Xavier Giannoli, avec Illusions Perdues, fait un très bon parallèle avec la vision du journalisme d'aujourd'hui en s'inspirant librement de l'œuvre de Balzac. Son message très moderne et d'actualité se fond très bien dans ce film historique car tout y est pour que l'on puisse y croire.
Les décors et la lumière sont déjà somptueux, résultant d'un bon mélange entre les couleurs chaudes du journal et froides de la haute bourgeoisie, où les sentiments, les situations, ne sont pas du tout les mêmes. Ca fait aussi du bien de voir un réalisateur qui respecte l'époque dans laquelle il raconte son récit : très peu d'effets visuels numériques, beaucoup de mise en scène ancrée dans un Paris du XIXe siècle qui rayonne par sa crédibilité. Les acteurs sont tous irréprochables, même le caméo de Depardieu est vite oublié pour laisser place à son ignoble rôle. Benjamin Voisin livre une interprétation tout en nuance, jouissant du succès dans son innocence, et de sa plongée dans un cynisme qui finira par le faire tomber. Et même si le scénario est finalement assez classique dans sa conception, une sorte de "rise and fall" où l'on sent venir les drames et les rebondissements, la crédibilité du film fait qu'il reste très divertissant et très immersif, et son message me parle beaucoup aussi.
L'arrivée du libéralisme de l'époque qui a transformé les journaux en satire afin de remplir les poches des actionnaires, est une sombre histoire de notre pays. Et c'est un message qui me touche beaucoup, raison pour laquelle je continue à voir le film "France" comme le meilleur de cette année 2021. Illusions Perdues garde cette critique dans le fond de son film mais en le proposant divertissant, contrairement au film que j'ai cité. Ce qui le rend plus accessible au grand public, et donc très utile, pour moi, à la société. Même si les dialogues sont parfois caricaturaux là-dessus, notamment le personne de Vincent Lacoste qui, bien qu'excellent, soit un peu trop manichéen, la relation entre les personnages, très toxique par moment, illustre brillamment ce coté infame de ce qu'est devenu le journalisme, qui a fini par mener et influencer la politique du pays. "Bientôt, un banquier sera au gouvernement" comme le dit la voix-off.

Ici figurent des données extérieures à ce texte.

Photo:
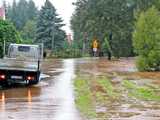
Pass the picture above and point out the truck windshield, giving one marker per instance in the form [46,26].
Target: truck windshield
[23,48]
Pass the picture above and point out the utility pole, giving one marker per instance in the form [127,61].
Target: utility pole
[84,42]
[53,39]
[4,48]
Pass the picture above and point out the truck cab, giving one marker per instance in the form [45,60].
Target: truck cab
[21,64]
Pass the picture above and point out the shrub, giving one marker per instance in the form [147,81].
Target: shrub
[146,40]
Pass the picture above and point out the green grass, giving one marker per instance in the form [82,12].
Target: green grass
[84,99]
[141,92]
[107,87]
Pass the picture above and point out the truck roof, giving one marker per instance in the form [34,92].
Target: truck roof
[24,45]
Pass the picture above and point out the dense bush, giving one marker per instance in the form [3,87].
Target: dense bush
[146,40]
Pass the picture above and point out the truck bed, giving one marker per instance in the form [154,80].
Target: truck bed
[20,65]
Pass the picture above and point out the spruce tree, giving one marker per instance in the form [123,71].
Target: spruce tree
[49,27]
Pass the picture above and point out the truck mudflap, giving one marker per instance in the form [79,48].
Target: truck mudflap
[9,77]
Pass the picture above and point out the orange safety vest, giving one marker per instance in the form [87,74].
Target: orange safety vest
[95,44]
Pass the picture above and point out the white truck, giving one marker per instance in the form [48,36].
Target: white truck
[21,65]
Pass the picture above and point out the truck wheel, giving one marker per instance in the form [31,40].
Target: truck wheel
[33,82]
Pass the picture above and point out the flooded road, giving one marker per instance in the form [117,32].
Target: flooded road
[51,99]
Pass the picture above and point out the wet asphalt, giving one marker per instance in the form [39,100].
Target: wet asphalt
[51,99]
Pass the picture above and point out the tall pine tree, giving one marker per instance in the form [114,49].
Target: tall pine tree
[49,27]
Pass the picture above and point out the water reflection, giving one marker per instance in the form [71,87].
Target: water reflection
[18,96]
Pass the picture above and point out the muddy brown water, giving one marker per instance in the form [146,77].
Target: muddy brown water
[125,108]
[53,98]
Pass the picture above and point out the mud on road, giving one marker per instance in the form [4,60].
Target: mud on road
[127,95]
[54,99]
[51,99]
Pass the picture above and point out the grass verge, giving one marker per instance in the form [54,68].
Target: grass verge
[141,92]
[84,99]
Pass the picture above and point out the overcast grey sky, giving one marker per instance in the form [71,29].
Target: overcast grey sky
[64,9]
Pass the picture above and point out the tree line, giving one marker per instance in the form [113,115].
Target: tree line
[33,25]
[100,18]
[123,27]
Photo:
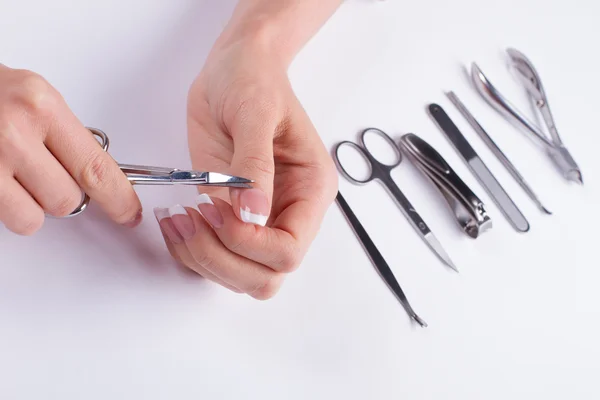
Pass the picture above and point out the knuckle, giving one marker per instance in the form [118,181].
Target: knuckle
[237,242]
[96,173]
[29,226]
[255,100]
[8,139]
[290,259]
[267,289]
[34,93]
[203,260]
[263,165]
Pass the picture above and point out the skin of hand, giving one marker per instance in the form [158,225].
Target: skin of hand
[245,120]
[47,157]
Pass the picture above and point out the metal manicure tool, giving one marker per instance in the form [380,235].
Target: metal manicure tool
[468,209]
[382,172]
[529,78]
[146,175]
[496,150]
[377,259]
[479,169]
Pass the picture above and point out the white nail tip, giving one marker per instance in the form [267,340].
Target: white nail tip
[204,199]
[177,210]
[161,213]
[252,218]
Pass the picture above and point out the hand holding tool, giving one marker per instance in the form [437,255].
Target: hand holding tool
[146,175]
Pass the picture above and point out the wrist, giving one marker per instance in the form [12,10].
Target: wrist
[278,29]
[262,36]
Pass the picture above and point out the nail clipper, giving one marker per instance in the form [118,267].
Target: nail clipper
[468,209]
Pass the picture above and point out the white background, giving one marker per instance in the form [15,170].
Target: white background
[90,311]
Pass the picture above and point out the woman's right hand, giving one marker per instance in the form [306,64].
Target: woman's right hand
[47,157]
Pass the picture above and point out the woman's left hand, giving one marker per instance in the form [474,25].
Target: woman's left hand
[244,120]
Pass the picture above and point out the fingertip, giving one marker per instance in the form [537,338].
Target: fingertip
[136,220]
[251,206]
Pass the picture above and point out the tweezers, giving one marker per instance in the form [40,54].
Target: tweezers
[530,79]
[147,175]
[377,259]
[468,209]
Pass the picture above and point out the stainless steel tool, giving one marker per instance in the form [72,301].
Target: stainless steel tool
[377,259]
[382,172]
[496,150]
[479,169]
[530,79]
[148,175]
[468,209]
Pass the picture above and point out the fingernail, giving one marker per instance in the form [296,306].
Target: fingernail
[135,221]
[254,207]
[166,225]
[209,211]
[182,222]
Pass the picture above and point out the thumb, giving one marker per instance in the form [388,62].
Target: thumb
[253,159]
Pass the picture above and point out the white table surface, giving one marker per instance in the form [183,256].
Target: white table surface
[90,311]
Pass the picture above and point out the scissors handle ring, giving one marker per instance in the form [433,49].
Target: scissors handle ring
[369,159]
[389,141]
[104,142]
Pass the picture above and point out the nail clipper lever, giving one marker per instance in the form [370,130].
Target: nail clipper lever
[468,209]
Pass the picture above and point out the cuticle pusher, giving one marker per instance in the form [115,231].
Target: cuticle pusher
[496,150]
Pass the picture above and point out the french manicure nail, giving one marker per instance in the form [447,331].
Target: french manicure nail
[182,221]
[166,225]
[254,207]
[209,211]
[135,221]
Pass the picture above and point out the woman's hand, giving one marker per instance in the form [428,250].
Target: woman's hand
[244,120]
[47,155]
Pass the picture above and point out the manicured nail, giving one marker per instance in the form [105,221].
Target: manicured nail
[182,221]
[135,221]
[166,225]
[254,207]
[209,211]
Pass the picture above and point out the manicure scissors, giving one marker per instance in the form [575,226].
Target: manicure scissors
[147,175]
[382,172]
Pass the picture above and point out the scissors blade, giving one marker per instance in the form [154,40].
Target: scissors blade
[209,179]
[439,250]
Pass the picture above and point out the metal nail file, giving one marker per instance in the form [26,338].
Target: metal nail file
[479,169]
[496,150]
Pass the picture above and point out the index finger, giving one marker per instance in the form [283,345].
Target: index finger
[95,171]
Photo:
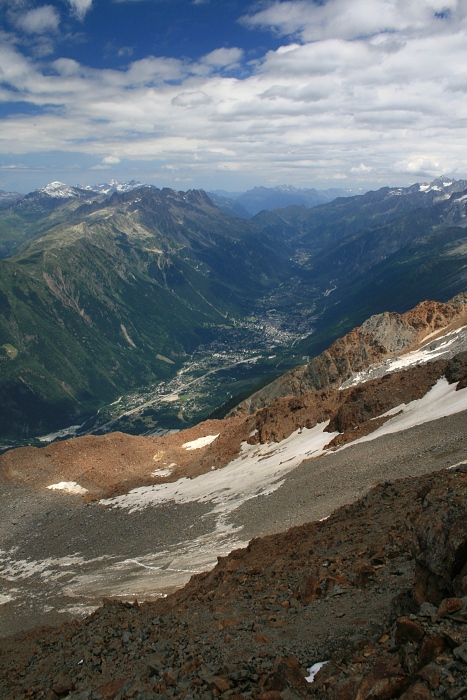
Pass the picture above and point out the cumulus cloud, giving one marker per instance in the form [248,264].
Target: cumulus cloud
[39,21]
[80,7]
[191,99]
[374,97]
[223,58]
[352,20]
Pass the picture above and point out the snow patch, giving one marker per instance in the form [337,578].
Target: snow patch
[200,442]
[313,670]
[5,599]
[428,352]
[68,486]
[442,400]
[58,190]
[162,472]
[257,471]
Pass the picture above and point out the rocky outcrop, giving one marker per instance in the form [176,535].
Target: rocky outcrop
[423,654]
[250,627]
[380,337]
[112,464]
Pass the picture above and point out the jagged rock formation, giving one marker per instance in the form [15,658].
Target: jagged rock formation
[380,337]
[113,464]
[378,589]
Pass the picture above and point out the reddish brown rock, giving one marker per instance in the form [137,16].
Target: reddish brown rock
[431,674]
[431,646]
[110,690]
[408,630]
[364,573]
[287,673]
[309,590]
[419,691]
[448,606]
[385,681]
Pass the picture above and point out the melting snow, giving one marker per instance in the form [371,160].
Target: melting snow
[257,471]
[69,486]
[428,352]
[313,670]
[200,442]
[442,400]
[162,472]
[5,599]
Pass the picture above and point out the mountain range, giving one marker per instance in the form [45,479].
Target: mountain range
[106,290]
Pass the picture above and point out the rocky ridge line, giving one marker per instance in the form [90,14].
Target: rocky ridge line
[382,336]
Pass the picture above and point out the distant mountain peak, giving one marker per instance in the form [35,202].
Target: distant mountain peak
[116,186]
[58,189]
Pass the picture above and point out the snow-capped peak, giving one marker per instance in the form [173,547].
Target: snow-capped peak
[115,186]
[58,189]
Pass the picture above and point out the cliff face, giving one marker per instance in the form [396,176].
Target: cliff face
[378,590]
[380,337]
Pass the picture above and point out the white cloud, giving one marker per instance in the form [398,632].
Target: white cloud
[361,169]
[80,7]
[40,20]
[223,58]
[351,20]
[191,99]
[348,103]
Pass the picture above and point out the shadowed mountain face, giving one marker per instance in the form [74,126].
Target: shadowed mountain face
[116,293]
[104,292]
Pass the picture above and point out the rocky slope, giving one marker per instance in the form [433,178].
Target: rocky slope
[378,589]
[380,337]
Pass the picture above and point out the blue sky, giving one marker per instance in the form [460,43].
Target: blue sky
[228,94]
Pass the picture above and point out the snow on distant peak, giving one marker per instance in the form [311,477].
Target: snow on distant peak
[115,186]
[58,189]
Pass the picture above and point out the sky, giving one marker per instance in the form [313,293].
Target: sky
[229,94]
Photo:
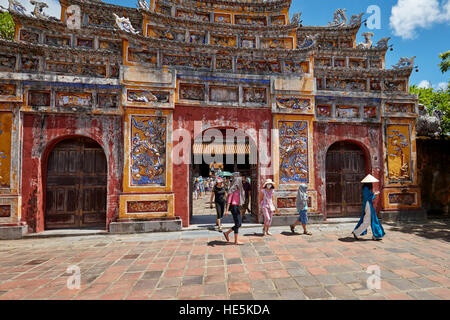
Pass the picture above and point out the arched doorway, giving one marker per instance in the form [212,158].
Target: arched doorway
[237,155]
[76,185]
[345,168]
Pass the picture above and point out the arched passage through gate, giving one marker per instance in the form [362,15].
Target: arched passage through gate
[345,168]
[76,185]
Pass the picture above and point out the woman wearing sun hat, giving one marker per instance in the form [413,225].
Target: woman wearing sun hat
[368,214]
[236,198]
[219,194]
[267,206]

En parlant de cette voix, c'est pour moi le plus gros défaut du film car elle est beaucoup trop présente sur des enchaînements de séquences où l'image pouvait en dire tout autant, voire beaucoup plus. J'ai ressenti à force comme une peur du réalisateur que le spectateur passe à coté du message de son long-métrage, et ça m'a un peu dérangé. Et malgré son montage très dynamique, la mise en scène est un peu au ralenti dans les 30 dernières minutes, avec des champs-contre-champs classiques dans chaque nouvelle séquence, qui donne l'impression que le film galère un peu à raconter la fin. Ce sont des défauts qui m'empêchent de le savourer comme je le savourais la première heure, mais ça reste un très bon film, gravé dans une époque historique très bien représentée, et ça fait du bien de voir un film français de cette trempe remporter son défi.